We now show that the variance of the data $l_1,...,l_n$ is minimal, in the sense that a small perturbation of any one of them increases the variance. For simplicity, let us shift the original data so that $m=0$. Then it follows from the definition of $x_{ij}$ that

$$l_i=\begin{cases}\quad x_i&\text{if}\quad x_i\leqslant 0,\\ \quad 0&\text{if}\quad x_i-q_i<0<x_i,\\ x_i-q_i&\text{if}\quad 0\leqslant x_i-q_i.\end{cases}$$ Suppose, for convenience, that the perturbed datum is the first one ($i=1$). The unperturbed variance may be written $$\frac1nl_1^2+\frac1n\sum_{i=2}^nl_i^2.$$ Suppose that $l_1$ becomes $l_1+n\varepsilon$, with $|\varepsilon|$ suitably small, so that the corresponding mean is perturbed to $-\varepsilon$, and the variance becomes $$\frac1n(l_1+n\varepsilon+\varepsilon)^2+\frac1n\sum_{i=2}^n(l_i+\varepsilon)^2.$$ The increase in variance is therefore $$\frac2n(n+1)\varepsilon l_1+\frac2n\varepsilon\sum_{i=2}^nl_1+\frac{n^2+2n+2}n\varepsilon^2$$ $$=2\varepsilon l_1+\frac2n\varepsilon\sum_{i=1}^nl_i+|O(\varepsilon^2)|$$ $$=2\varepsilon l_1+|O(\varepsilon^2)|.$$ Consider the three cases for $i=1$ in the formula for $l_i$ above. In the first case, the only allowed perturbation will be negative, namely with $\varepsilon$ negative, and $l_1$ cannot be positive either. So the first-order increase $2\varepsilon l_1$ in the variance cannot be negative. Similar reasoning shows that the variance increase is non-negative in the third case too. In the middle case, while there is a zero first-order increase in the variance, there is still a positive increase, from the second-order term.

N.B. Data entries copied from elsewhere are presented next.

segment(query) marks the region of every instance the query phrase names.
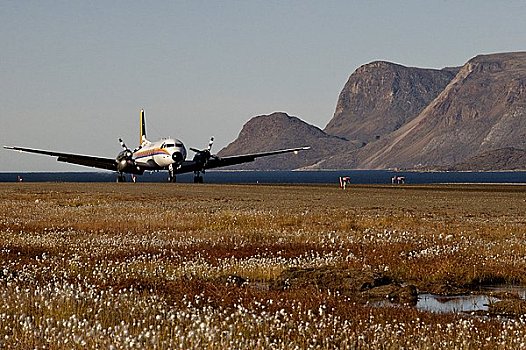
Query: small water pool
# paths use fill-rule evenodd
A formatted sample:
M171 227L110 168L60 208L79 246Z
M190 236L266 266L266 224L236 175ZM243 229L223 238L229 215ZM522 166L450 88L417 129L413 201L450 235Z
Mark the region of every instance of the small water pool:
M439 313L458 313L488 311L489 305L502 300L499 294L515 294L526 299L525 286L485 286L480 290L484 294L464 294L444 296L423 293L418 295L416 308L423 311Z
M497 301L499 301L499 299L488 295L443 296L420 294L416 308L438 313L488 311L488 305Z

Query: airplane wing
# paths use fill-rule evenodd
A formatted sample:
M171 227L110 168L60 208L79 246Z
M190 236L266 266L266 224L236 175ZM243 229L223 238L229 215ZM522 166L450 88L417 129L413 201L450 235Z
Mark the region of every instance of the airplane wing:
M93 156L85 156L81 154L51 152L51 151L44 151L40 149L13 147L13 146L4 146L4 148L11 149L14 151L37 153L37 154L44 154L46 156L57 157L57 161L59 162L72 163L72 164L77 164L77 165L89 166L93 168L117 171L117 163L115 162L115 158L93 157Z
M310 147L298 147L298 148L288 148L280 149L271 152L260 152L260 153L249 153L242 154L238 156L229 156L229 157L219 157L211 156L208 161L203 165L195 161L184 161L181 166L175 170L176 174L188 173L192 171L203 171L207 169L219 168L229 165L236 165L242 163L253 162L256 158L272 156L282 153L298 152L305 151L310 149Z

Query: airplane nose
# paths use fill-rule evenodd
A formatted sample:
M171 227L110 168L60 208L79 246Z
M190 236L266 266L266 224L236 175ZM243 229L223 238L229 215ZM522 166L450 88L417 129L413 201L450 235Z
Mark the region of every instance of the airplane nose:
M180 163L183 161L183 155L181 152L174 152L172 153L172 159L174 160L174 162Z

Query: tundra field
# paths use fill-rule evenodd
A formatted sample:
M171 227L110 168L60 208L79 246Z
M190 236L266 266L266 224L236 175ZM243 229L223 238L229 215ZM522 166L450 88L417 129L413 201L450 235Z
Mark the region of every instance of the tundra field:
M0 348L526 349L526 186L0 184Z

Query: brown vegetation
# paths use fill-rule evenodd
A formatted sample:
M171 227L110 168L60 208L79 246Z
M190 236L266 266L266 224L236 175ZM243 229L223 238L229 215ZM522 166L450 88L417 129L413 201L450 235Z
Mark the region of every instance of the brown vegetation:
M0 347L520 348L521 300L493 306L509 319L404 303L526 284L525 194L0 184Z

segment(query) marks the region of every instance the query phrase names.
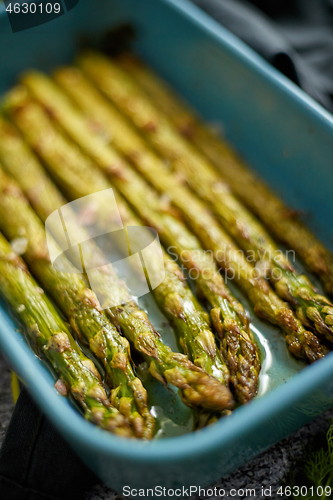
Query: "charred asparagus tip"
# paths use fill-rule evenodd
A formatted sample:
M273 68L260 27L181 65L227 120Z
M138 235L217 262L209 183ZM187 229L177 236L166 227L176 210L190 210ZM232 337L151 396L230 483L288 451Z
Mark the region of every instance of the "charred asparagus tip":
M115 409L94 408L91 420L107 431L122 437L135 437L129 421Z
M186 375L178 368L164 372L166 380L180 389L183 402L192 408L223 411L233 408L229 389L203 370L190 371Z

Added note: Although the above method converges, there are extreme types of data for which the convergence is very slow. In particular, consider the case when $n=100,\,$ $q_1=\cdots=q_n=1$, $x_1=0,$ and $x_2=\cdots=x_n=1$. Then all the $x_{ij}$ converge to $0$, but after $100$ steps all but one are still about $1/\mathrm e$ from the limit. There is thus plenty of room for tweaking this algorithm to speed it up when the data are like this.